Het doet me iets vast te stellen, dat lezers van het eerste uur me trouw zijn blijven volgen. Waarom dit zo is weet ik niet precies. Wat ik wel weet is dat ik met hen, wat de inhoud van mijn woorden betreft, op een correcte golflengte moet zitten; dat ik dus een geschrift binnen schuif in hun dagen die ze om een of andere reden appreciëren en ze aldus de gewoonte hebben aangeleerd om me telkens weer te gaan opzoeken om te weten wat ik in petto heb voor hen.
Het is voor mij duidelijk dat het voor hen is dat ik volhard. Duidelijk ook, dat ik allicht nu en dan, een dag zou overslaan ware het niet dat ik hen niet wil ontgoochelen, wat tevens een ontgoocheling betekenen zou voor mij. Deze gedachte alleen al, is de maatstaf voor mijn regelmatigheid..
Ik denk nu ook aan de echtgenote van een onlangs overleden vriend. Het was zij die me las toen mijn vriend het niet meer kon. Is ze me blijven lezen, zodat ook hij, me blijven lezen is, en zijn mijn woorden voor haar een weg naar hem toe? Zo, dat hij er nog altijd is, zittend in de veranda en kijkend over het grasveld heen, naar de bomen en het schuiven van de wolken.
Een beeld dat ook, nu ik het boven haal, deel is van een droefheid die me overvalt lijk een zwaarte op mijn hart.
Ik verkeer in een toestand die niet slechter is dan mijn toestand van gisteren of eergisteren, maar waarbij al wat is - en er ligt heel wat gestapeld in mij - in het nu-ogenblik overkomt als een ‘zijn’ zonder toekomst; als een zijn met het niets, het totale niets voor mij uit dat, zou Dante zeggen, erger is dan de dood. En ik meen wat ik schrijf. Het plotse gevoel dat me overvalt, aangekomen te zijn op een punt in mijn leven waar het beter is me te verbergen dan me te tonen zoals ik me steeds toon.
Het is geen bitterheid, geen zwaarmoedigheid, eerder een uitzichtloosheid van het ‘niets-meer-te-verwachten’ te hebben. En, mijn God, wie je ook bent, van het uitzichtloze spaar me Heer.
Wat me overvalt, begon gisteren namiddag.
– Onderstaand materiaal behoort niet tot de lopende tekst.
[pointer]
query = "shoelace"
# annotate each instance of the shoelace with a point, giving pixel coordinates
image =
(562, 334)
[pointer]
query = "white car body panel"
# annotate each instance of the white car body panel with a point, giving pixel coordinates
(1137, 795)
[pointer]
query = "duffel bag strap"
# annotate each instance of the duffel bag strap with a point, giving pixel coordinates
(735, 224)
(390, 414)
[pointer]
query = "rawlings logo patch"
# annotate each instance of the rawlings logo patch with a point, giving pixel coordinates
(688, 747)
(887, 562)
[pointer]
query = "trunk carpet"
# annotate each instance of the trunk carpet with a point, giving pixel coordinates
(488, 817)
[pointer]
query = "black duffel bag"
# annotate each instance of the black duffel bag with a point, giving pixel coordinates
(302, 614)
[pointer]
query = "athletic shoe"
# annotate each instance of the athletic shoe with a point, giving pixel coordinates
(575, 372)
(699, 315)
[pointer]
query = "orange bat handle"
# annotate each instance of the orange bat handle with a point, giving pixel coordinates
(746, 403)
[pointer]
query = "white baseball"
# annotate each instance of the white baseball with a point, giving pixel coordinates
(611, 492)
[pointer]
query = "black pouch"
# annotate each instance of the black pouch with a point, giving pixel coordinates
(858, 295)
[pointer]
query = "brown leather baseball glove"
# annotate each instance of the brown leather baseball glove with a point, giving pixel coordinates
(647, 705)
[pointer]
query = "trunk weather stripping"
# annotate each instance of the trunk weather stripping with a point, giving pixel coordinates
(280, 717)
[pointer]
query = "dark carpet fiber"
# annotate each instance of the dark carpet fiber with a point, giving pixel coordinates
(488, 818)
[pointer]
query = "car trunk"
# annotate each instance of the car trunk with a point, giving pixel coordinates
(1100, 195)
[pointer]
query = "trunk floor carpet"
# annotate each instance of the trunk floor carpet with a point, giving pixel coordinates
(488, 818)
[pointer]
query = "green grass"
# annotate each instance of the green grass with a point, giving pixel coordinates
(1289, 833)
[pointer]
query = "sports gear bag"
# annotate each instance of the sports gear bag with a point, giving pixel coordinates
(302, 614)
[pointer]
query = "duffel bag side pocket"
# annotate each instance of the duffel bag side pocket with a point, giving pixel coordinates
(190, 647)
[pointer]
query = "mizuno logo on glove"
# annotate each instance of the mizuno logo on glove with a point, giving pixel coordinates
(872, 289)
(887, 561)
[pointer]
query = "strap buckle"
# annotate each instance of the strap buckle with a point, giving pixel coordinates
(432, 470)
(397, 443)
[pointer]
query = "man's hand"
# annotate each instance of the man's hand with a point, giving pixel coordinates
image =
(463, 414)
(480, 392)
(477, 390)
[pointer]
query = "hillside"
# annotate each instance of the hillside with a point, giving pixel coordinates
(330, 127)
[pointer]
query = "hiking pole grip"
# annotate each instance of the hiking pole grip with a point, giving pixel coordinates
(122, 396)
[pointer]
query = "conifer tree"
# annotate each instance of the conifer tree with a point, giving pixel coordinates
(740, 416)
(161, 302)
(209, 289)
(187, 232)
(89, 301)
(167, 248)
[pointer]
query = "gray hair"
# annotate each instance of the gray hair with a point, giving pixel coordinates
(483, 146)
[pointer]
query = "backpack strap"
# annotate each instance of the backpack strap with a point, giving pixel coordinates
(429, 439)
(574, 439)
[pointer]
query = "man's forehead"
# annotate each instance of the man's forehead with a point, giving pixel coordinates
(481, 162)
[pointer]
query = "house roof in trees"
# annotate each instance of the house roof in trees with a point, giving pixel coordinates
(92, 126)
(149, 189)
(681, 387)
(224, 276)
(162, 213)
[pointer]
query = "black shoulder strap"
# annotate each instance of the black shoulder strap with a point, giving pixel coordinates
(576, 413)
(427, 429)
Ik zat voor het eerst dit jaar buiten op het terras aan de vijver. Ik voelde het in de speling van het licht in het water, de bomen, de struiken, de grassen, wachtend op het mystieke punt om herboren tot leven, open te barsten, en ik, in mijn dode hoek, uitkijkend zonder die verwachting, met een leegte in mij.
Ik zat er maar, gedachteloos, een stukje mens nog naar zijn einde toe. Die gedachte heeft me niet verlaten, als de laag humus in het bos, als het grasperk waar ik over loop, is ze aanwezig zonder er duidelijk te zijn, maar ze is er. Ze was er van in de aanvang die ik vandaag aarzelend heb neergezet, zelfs denkend aan hen die me lezen en blijven lezen. In feite is dit laatste het enige dat me nog rest als supplement, naast het normale leven met al zijn gevoeligheden dat ik elke dag leid, samen te zijn met de vrouw die mijn gezellin is, mijn warme toeverlaat.
Nu, op het einde van mijn betoog gekomen, denk ik dat ik beter gedaan had verder te schrijven over de profeet Ezechiël. Gezegd te hebben, verwijzend naar Mars als oorlogsgod, dat het opmerkelijk is vast te stellen, dat er, na het gebeuren van de zo geheten ‘tien plagen van Egypte’ - die wijzen in de richting van een natuurcatastrofe die plaats vond in de vijftiende eeuw voor Chr. - dat deze catastrofen zich terug zijn gaan manifesteren, in de achtste, de zevende eeuw, ten tijde van de Profeten, Isaïas, Jeremia, Ezechiël.
Dit is wat de Bijbel ons leert. Niemand heeft er zich echter vragen over gesteld waarom dit zo is, waarom er, gedurende zeven eeuwen, geen meldenswaardige catastrofen meer zijn geweest.